Dear NFLPA: You Can't Win This War Through Litigation!
Whatever side you might favor in the current labor strife, there is one conclusion that is undeniable: the NFLPA is wasting its time trying to win the labor battle with the NFL through litigation.
In essence, the real purpose of the litigation was to get an injunction that would force the NFL to end the lockout. The NFLPA correctly assumed that the U.S. District Court in Minnesota (which has a history of favoring employees/unions) would grant that injunction. However, they incorrectly assumed that the injunction would then take effect pending the NFL's inevitable appeal to the Eighth Circuit Court of Appeals.
That's where they were wrong. While the District Court refused to stay the injunction pending the appeal, the Eight Circuit granted a stay. Thus, the NFLPA, in the short run, accomplished nothing.

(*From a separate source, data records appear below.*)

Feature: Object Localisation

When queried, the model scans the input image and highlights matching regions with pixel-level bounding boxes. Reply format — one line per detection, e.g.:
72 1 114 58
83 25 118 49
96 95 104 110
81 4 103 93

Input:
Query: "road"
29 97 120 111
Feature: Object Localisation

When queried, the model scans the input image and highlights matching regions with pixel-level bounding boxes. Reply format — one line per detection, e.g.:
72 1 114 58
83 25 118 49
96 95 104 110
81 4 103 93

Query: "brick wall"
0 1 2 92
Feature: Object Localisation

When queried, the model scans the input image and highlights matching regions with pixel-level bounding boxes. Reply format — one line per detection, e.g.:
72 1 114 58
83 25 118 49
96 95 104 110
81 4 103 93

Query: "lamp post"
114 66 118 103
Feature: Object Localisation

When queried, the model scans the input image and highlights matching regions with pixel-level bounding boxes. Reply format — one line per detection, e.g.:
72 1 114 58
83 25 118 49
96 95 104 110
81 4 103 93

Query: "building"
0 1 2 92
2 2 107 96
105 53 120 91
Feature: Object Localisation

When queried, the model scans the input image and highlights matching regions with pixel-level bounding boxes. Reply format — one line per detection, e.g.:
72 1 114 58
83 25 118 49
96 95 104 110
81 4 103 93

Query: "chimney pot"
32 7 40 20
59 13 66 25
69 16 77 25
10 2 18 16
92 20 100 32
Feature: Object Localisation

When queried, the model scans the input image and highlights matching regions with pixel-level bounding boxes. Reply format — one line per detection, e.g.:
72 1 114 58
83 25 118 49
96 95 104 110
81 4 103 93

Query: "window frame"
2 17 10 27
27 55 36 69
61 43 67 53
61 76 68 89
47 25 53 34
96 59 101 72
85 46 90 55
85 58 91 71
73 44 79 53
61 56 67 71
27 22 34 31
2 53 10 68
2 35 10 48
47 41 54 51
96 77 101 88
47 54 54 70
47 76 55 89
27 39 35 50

Today, the Eighth Circuit will hear the parties' arguments on whether the injuction was properly granted. Two of the three judges on the panel have already expressed (in their ruling on the stay) strong doubts as to whether the injunction will stand. If they overrule the District Court, the NFLPA will have lost another crucial battle.
The ruling that follows today's hearing will, in all likelihood, end the NFLPA's effort to obtain a quick solution through injunctive relief. While they can still request a rehearing "en banc" (before all the judges of the Eighth Circuit) or even ask the U.S. Supreme Court to review the matter, none of these options are (a) fast enough to ensure that the season would start on time if they prevail, or (b) likely to succeed.
Without an injunction, the litigation is a failure. It does the players no good to fight on in the hope of ultimately winning at trial and receiving a damage award, because such a result would not occur before this season is lost. The players need to play. Their careers are too short, and too many of them have failed to save enough money, to allow them to give up a full season. While a shutdown hurts the owners too, none of them risk losing their privileged lifestyles.
The NFLPA's only option is to return to the negotiating table and work out a new Collective Bargaining Agreement with the NFL. They have to accept that their leverage, though significant, is limited, and accept that they will not get everything they want.
And the moral of the story is: litigation should be the last resort, not Plan A.